Differentiable Rendering and Beyond
University of California, San Diego, USA
jeudi 12 octobre 2023, 15:30-16:30 EST
Zoom (sera envoyé aux membres de DIRO. Pour les autres, remplissez https://forms.gle/84hBE3SpUmKpRQ4K9 pour le lien)
Abstract: Computing the gradients of computer graphics models has become increasingly crucial for computer vision and machine learning in solving inverse problems, inference, or synthesizing images. When differentiating a light simulator/renderer, several challenges arise. Firstly, object boundaries and occlusion introduce discontinuities. Naive automatic differentiation would fail to account for the resulting Dirac delta signals from the differentiation of discontinuities, leading to incorrect results. Secondly, light transport simulation and its differentiation require solving a high-dimensional integral using stochastic estimators. Naive estimators of derivatives may exhibit high variance and cause divergence in gradient-based optimization. In this talk, I will discuss our recent work on new numerical methods and programming languages for addressing these challenges.

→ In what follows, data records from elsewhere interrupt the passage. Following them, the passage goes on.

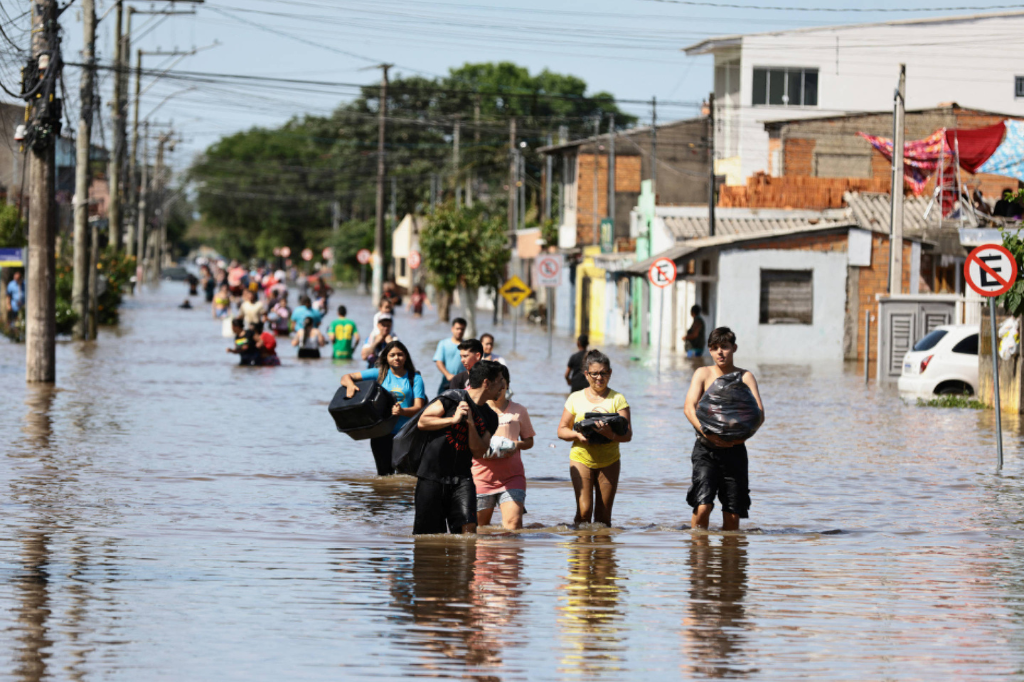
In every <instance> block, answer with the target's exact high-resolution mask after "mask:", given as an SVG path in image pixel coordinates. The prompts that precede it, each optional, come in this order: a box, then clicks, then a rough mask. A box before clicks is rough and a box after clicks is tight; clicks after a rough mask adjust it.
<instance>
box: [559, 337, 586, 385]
mask: <svg viewBox="0 0 1024 682" xmlns="http://www.w3.org/2000/svg"><path fill="white" fill-rule="evenodd" d="M589 345H590V337H589V336H587V335H586V334H581V335H580V338H578V339H577V348H578V349H579V350H577V352H574V353H572V355H570V356H569V366H568V367H567V368H566V369H565V383H566V384H568V385H569V390H571V391H572V392H573V393H575V392H577V391H582V390H583V389H585V388H587V386H589V385H590V384H589V383H588V382H587V375H586V374H584V371H583V358H584V357H585V356H586V355H587V346H589Z"/></svg>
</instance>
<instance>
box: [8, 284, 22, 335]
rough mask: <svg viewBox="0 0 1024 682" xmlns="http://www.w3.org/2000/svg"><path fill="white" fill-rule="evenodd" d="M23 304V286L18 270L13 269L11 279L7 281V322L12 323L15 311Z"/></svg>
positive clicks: (21, 307)
mask: <svg viewBox="0 0 1024 682" xmlns="http://www.w3.org/2000/svg"><path fill="white" fill-rule="evenodd" d="M24 305H25V286H24V285H23V284H22V272H20V270H18V271H15V272H14V275H13V279H11V281H10V282H8V283H7V324H8V325H13V324H14V322H15V321H16V319H17V313H18V312H19V311H20V310H22V307H23V306H24Z"/></svg>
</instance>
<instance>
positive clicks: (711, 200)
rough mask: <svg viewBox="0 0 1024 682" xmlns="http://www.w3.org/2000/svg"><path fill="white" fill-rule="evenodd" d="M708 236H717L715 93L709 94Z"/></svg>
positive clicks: (708, 152) (708, 134)
mask: <svg viewBox="0 0 1024 682" xmlns="http://www.w3.org/2000/svg"><path fill="white" fill-rule="evenodd" d="M708 237H715V93H714V92H712V93H711V94H709V95H708Z"/></svg>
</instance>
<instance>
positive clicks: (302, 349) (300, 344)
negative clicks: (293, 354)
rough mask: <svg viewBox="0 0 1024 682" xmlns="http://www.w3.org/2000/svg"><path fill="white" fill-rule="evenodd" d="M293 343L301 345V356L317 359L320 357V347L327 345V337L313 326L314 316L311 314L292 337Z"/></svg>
mask: <svg viewBox="0 0 1024 682" xmlns="http://www.w3.org/2000/svg"><path fill="white" fill-rule="evenodd" d="M292 345H293V346H298V347H299V357H302V358H306V359H316V358H318V357H319V349H321V348H323V347H324V346H326V345H327V339H325V338H324V335H323V334H321V331H319V330H318V329H316V327H314V326H313V318H312V316H309V317H306V318H305V319H303V321H302V329H301V330H299V331H298V332H296V333H295V336H294V337H292Z"/></svg>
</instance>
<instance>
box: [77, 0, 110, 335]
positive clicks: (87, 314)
mask: <svg viewBox="0 0 1024 682" xmlns="http://www.w3.org/2000/svg"><path fill="white" fill-rule="evenodd" d="M82 27H83V33H84V36H83V45H82V61H83V62H84V63H85V67H84V68H83V69H82V89H81V92H80V94H79V97H80V98H81V103H82V110H81V112H80V114H79V118H78V139H77V140H76V141H75V237H74V241H75V262H74V268H75V269H74V273H73V279H72V293H71V304H72V308H73V309H74V310H75V312H76V314H78V319H77V321H76V322H75V328H74V329H73V330H72V335H73V336H74V337H75V338H76V339H79V340H81V339H84V338H85V337H86V335H87V333H88V325H87V323H86V317H87V315H88V312H89V305H88V301H89V296H88V294H89V291H88V279H89V272H88V269H89V245H88V230H89V179H90V178H89V139H90V137H91V132H92V90H93V84H92V81H93V77H94V74H95V69H96V66H95V63H94V58H95V46H96V8H95V4H94V0H82ZM111 232H112V233H113V232H114V228H113V226H112V228H111Z"/></svg>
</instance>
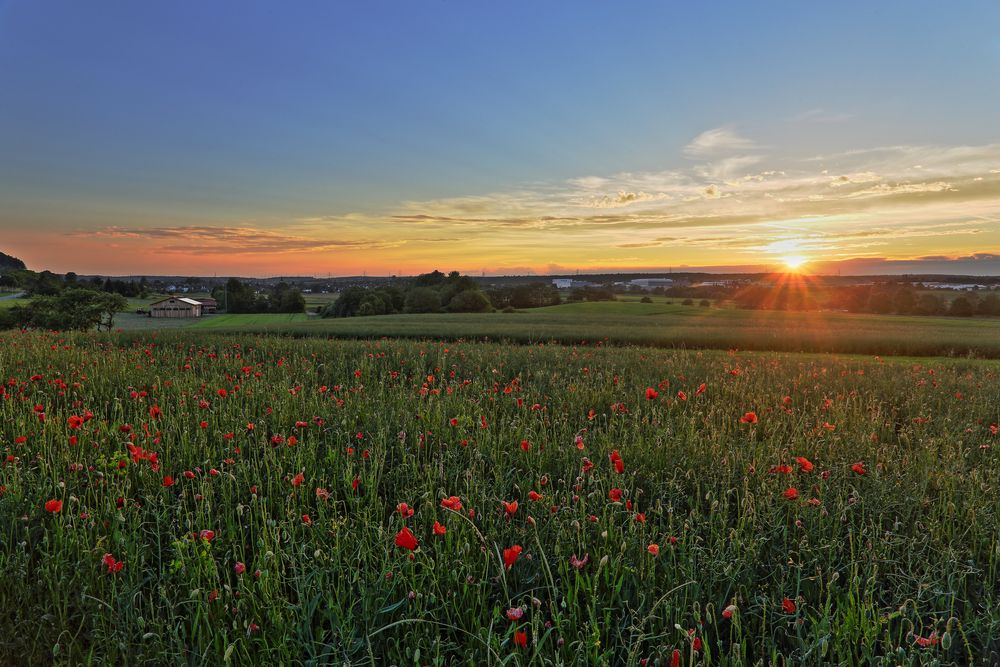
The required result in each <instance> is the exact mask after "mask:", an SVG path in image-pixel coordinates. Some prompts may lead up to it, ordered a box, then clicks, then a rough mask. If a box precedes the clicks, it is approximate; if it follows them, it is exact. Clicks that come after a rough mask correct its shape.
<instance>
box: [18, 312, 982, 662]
mask: <svg viewBox="0 0 1000 667" xmlns="http://www.w3.org/2000/svg"><path fill="white" fill-rule="evenodd" d="M0 381H2V382H3V386H2V389H0V448H2V452H0V454H2V457H3V458H2V465H0V566H2V572H3V575H4V577H3V578H4V584H3V585H2V586H0V627H2V628H3V633H2V634H0V664H32V665H36V664H73V665H76V664H102V665H103V664H108V665H111V664H115V665H117V664H151V665H187V664H219V665H221V664H227V663H231V664H241V665H250V664H273V665H278V664H284V665H324V664H337V665H345V664H357V665H364V664H367V665H478V664H490V665H494V664H495V665H502V664H505V665H671V666H673V665H695V664H706V665H707V664H711V665H756V664H769V665H770V664H805V665H812V664H850V665H859V664H884V665H903V664H908V665H931V664H943V665H948V664H983V665H987V664H997V663H998V662H1000V608H998V602H1000V599H998V598H1000V583H998V582H1000V518H998V517H1000V465H998V464H1000V460H998V451H1000V449H998V448H1000V434H998V432H1000V426H998V422H1000V364H998V363H997V362H995V361H980V360H961V359H959V360H955V359H938V358H924V359H901V358H900V359H892V358H878V357H873V356H865V357H861V356H858V357H849V356H833V355H802V354H790V353H776V352H735V351H730V352H725V351H678V350H665V349H647V348H640V347H618V348H611V347H601V346H576V347H571V346H558V345H535V346H528V345H525V346H501V345H493V344H487V343H470V342H461V341H459V342H449V343H442V342H429V341H393V340H368V341H364V340H358V341H354V340H349V341H345V340H323V339H320V338H307V339H294V338H288V337H280V336H273V335H245V334H243V335H241V334H229V333H211V332H209V333H204V332H197V333H196V332H194V331H180V330H178V331H164V332H159V333H156V334H153V333H142V332H135V333H132V334H129V333H124V334H112V335H97V334H72V335H70V334H54V333H41V332H7V333H2V334H0Z"/></svg>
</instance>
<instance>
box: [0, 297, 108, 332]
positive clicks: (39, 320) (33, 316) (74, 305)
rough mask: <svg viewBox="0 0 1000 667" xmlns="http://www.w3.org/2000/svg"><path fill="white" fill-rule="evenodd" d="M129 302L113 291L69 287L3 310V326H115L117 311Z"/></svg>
mask: <svg viewBox="0 0 1000 667" xmlns="http://www.w3.org/2000/svg"><path fill="white" fill-rule="evenodd" d="M127 305H128V301H127V300H126V299H125V297H123V296H122V295H120V294H111V293H108V292H102V291H98V290H93V289H87V288H84V287H68V288H66V289H64V290H62V291H60V292H59V293H58V294H53V295H46V296H36V297H35V298H33V299H31V300H30V301H27V302H25V303H18V304H17V305H15V306H12V307H11V308H3V309H0V329H13V328H21V329H48V330H55V331H69V330H71V329H79V330H88V329H93V328H95V327H96V328H97V329H99V330H100V329H105V330H106V331H110V330H111V327H112V326H114V320H115V314H116V313H117V312H118V311H120V310H124V308H125V307H126V306H127Z"/></svg>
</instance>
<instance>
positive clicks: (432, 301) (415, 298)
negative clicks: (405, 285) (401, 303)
mask: <svg viewBox="0 0 1000 667" xmlns="http://www.w3.org/2000/svg"><path fill="white" fill-rule="evenodd" d="M403 310H404V311H405V312H407V313H436V312H438V311H439V310H441V296H440V295H439V294H438V293H437V290H434V289H431V288H430V287H414V288H413V289H411V290H410V291H409V292H407V293H406V302H405V304H404V306H403Z"/></svg>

Bio: Tzu-Mao Li is an assistant professor at the CSE department of University of California, San Diego. He is a member of the Center for Visual Computing at UCSD. His research explores the connections between visual computing algorithms and modern data-driven methods and develops programming languages and systems for facilitating the exploration. He did a 2-year postdoc with Jonathan Ragan-Kelley at both MIT CSAIL and UC Berkeley. He did his Ph.D. in the computer graphics group at MIT CSAIL, advised by Frédo Durand. He received his B.S. and M.S. degrees in computer science and information engineering from National Taiwan University in 2011 and 2013, respectively, where I worked with Yung-Yu Chuang at the Communication and Multimedia Lab. His Ph.D. thesis "Differentiable Visual Computing" has received the ACM SIGGRAPH 2020 Outstanding Doctoral Dissertation Award. He also received the NSF CAREER Award in 2023.